Setting	Recommendation	Notes
shared_buffers	25% of RAM	For dedicated DB servers
effective_cache_size	50-75% of RAM	Helps planner estimate available cache
work_mem	16MB–256MB per connection	Tune for complex sorts/joins; increase for OLAP
maintenance_work_mem	512MB–2GB	For CREATE INDEX and VACUUM operations
max_wal_size	1–4GB (or higher)	Reduce checkpoint frequency by increasing
wal_level	replica	If using replication; otherwise minimal
synchronous_commit	on (or off for async needs)	Off can improve write performance at durability cost

Schema and query tuning

Use EXPLAIN (ANALYZE, BUFFERS) to profile slow queries and adapt indexes.
Replace scalar subqueries with JOINs where appropriate.
Use BRIN indexes for very large append-only tables.
Leverage partial and expression indexes for selective filters.
Normalize vs denormalize decisions: PostgreSQL handles joins well but consider materialized views for heavy aggregations.
VACUUM and ANALYZE: run VACUUM FULL sparingly; use autovacuum tuning to prevent bloat.

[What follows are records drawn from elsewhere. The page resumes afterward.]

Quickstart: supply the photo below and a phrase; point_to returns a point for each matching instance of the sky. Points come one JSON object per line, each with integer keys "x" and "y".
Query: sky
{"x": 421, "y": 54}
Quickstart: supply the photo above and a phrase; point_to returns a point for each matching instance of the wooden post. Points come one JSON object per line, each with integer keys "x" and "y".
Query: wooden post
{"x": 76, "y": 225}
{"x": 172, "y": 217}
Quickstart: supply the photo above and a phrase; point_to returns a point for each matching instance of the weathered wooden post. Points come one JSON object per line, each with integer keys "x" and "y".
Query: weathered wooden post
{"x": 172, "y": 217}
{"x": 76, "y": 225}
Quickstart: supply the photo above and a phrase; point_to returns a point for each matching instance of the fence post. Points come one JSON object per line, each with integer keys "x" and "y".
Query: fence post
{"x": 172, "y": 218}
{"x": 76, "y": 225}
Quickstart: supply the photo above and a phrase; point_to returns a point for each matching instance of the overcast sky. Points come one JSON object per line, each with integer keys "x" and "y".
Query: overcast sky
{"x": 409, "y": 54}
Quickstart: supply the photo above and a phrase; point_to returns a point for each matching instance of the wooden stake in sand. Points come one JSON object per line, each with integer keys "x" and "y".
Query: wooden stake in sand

Concurrency and connection pooling

Use a connection pooler (pgbouncer in transaction mode) to avoid too many active connections.
Tune max_connections considering RAM and work_mem.

Index maintenance

Rebuild bloated indexes with REINDEX or CREATE INDEX CONCURRENTLY to avoid downtime.
Use pg_repack for online table reorganization.

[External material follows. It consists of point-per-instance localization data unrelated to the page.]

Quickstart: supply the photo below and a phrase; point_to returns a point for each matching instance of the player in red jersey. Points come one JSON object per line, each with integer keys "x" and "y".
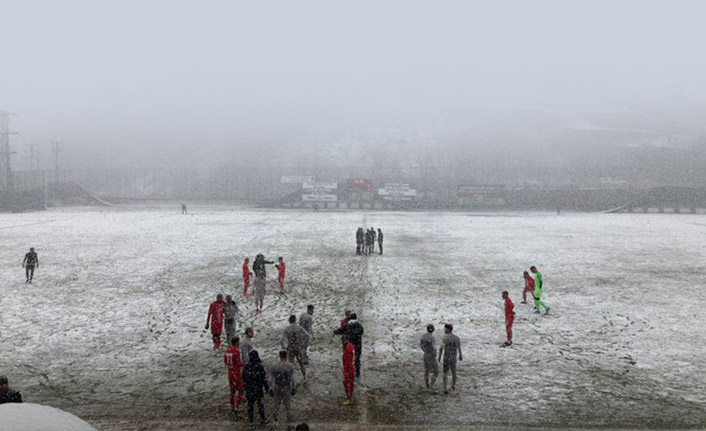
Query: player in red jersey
{"x": 529, "y": 287}
{"x": 280, "y": 273}
{"x": 215, "y": 318}
{"x": 509, "y": 308}
{"x": 233, "y": 360}
{"x": 246, "y": 277}
{"x": 348, "y": 369}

7. Testing, validation, and cutover strategy

Staging run: perform a full dry-run migration to a staging cluster; validate schema, query plans, and application behavior.
Performance baselines: capture query latencies and throughput in MSSQL and compare in PostgreSQL.
Data validation: row counts, checksums (e.g., md5 concatenated columns), spot-check business-critical queries.
Cutover options:
- Big-bang: short downtime, full final sync and switch.
- Phased: replicate changes (logical replication or triggers) and switch when ready.
Rollback plan: keep MSSQL read-only fallback for a defined period after cutover.

8. Common pitfalls and fixes

Unexpected type mismatches: proactively map types and run automated checks.
Collation/case-sensitivity differences: use citext or functional indexes.
Transaction semantics differences: test stored proc and transaction behavior under load.
Sequence mismatches causing unique violations: set sequences after load.
Missing indexes leading to slow queries: run EXPLAIN and re-add appropriate indexes.

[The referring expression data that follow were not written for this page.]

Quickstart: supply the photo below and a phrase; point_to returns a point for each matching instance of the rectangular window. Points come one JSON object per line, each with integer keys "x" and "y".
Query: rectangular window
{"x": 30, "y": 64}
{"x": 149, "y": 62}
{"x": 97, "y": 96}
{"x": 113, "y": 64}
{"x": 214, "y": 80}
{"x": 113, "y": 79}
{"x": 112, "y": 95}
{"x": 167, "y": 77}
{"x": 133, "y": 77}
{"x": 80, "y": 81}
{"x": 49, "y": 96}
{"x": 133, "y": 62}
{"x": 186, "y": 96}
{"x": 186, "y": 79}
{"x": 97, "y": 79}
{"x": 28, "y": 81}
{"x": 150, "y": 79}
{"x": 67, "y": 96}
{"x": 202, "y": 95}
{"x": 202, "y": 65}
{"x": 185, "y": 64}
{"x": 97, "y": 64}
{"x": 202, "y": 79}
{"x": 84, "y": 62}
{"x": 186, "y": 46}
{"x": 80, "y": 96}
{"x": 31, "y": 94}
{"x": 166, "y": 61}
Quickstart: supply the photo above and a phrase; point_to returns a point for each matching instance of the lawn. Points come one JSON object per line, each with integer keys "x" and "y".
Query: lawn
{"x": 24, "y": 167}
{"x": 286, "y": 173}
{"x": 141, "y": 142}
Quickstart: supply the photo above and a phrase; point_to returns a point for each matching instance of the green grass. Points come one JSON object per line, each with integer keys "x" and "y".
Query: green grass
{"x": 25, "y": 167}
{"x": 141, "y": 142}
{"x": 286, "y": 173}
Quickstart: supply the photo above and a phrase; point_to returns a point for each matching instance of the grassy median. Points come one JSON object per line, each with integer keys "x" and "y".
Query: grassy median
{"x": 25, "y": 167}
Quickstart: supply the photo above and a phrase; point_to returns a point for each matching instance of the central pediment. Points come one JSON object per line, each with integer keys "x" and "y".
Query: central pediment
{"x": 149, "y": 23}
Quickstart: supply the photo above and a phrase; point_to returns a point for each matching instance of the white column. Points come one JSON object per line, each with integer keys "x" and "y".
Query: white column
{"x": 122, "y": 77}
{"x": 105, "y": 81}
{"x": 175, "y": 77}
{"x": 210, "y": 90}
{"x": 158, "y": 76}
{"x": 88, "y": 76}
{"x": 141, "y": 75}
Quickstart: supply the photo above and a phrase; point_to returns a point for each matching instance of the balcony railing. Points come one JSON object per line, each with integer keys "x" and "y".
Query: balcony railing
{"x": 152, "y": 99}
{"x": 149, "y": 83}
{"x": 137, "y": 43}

9. Checklist (pre-migration to post-cutover)

Inventory schemas, procedures, and ETL jobs.
Map data types and collations.
Convert stored procedures and functions.
Choose migration tool(s) and test on staging.
Migrate schema, then data in batches; sync sequences.
Validate data integrity and query correctness.
Tune PostgreSQL settings and rebuild indexes.
Execute cutover, monitor performance, and validate.
Post-cutover: enable autovacuum tuning, backups, monitoring, and set maintenance routines.

10. Resources and commands (quick reference)

pgloader: https://pgloader.io
psql COPY example:

sql
COPY mytable (col1, col2) FROM STDIN WITH (FORMAT csv);

Set sequence:

sql
SELECT setval(pg_get_serialsequence(‘mytable’,‘id’), (SELECT MAX(id) FROM mytable));

Analyze slow query:

sql
EXPLAIN (ANALYZE, BUFFERS) SELECT ...;

Follow these steps to move from MSSQL to PostgreSQL with minimal disruption, keeping a strong emphasis on testing, validation, and iterative performance tuning.